What preventive measures are there?
Good health and yet a constant cold. In the end, what you already suspected remains and experts like paediatrician Temperli put it this way: «Most infections don't leave you with lifelong immunity, which unfortunately means that you will fall ill again and again.» Temperli's consolation: «The better the immune system is prepared for infections, the less likely you are to fall ill.»
So if you don't just want to sit idly by, you can also do something about it - with three common recommendations for action in advance: reduce stress, eat a balanced diet and get enough exercise.
About the author:
Into the dirt - and wash your hands!
Stress reduction, a balanced diet and regular exercise are suitable preventative measures for family health. And above all: get out with the children and into nature! Because we need the bacteria from our environment for our microbiome.
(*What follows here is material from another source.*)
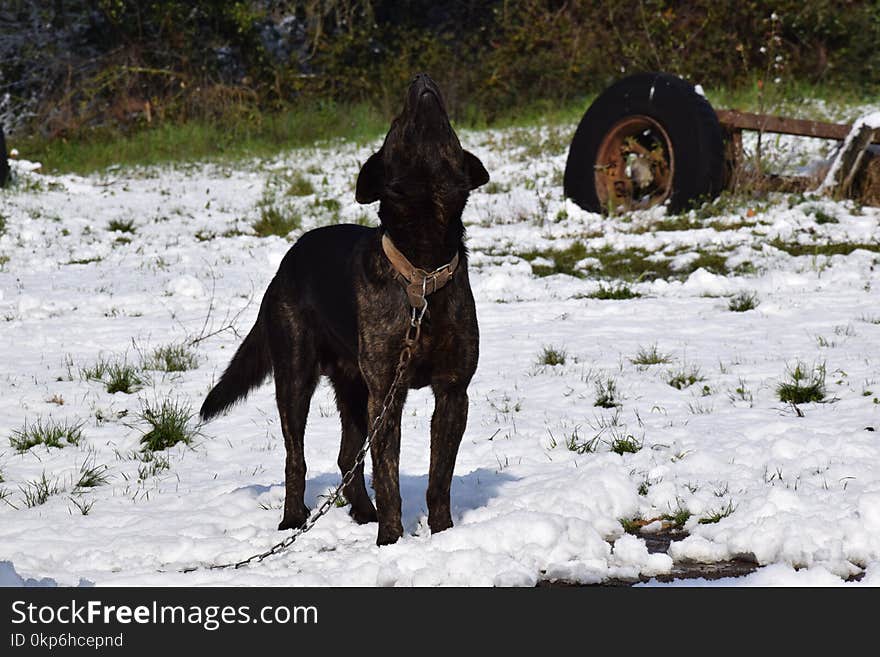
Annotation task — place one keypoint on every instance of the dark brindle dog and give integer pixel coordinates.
(340, 306)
This community of beneficial bacteria lives in and on our bodies and is important for our health. From an early age, we recruit organisms from our environment. Bacteriologists believe that the more diverse they are, the more robust the community of protective companions that helps us to defend ourselves against many infections.
And yet, even the most well-trained immune system sometimes capitulates to the diversity of pathogens . Respiratory tract infections in particular cause us renewed problems every winter.
That's why regular, proper hand washing is and remains the best way to prevent mini-epidemics in the family. Normal liquid soap is perfectly adequate for this purpose, disinfectants or antibacterial soaps are not necessary.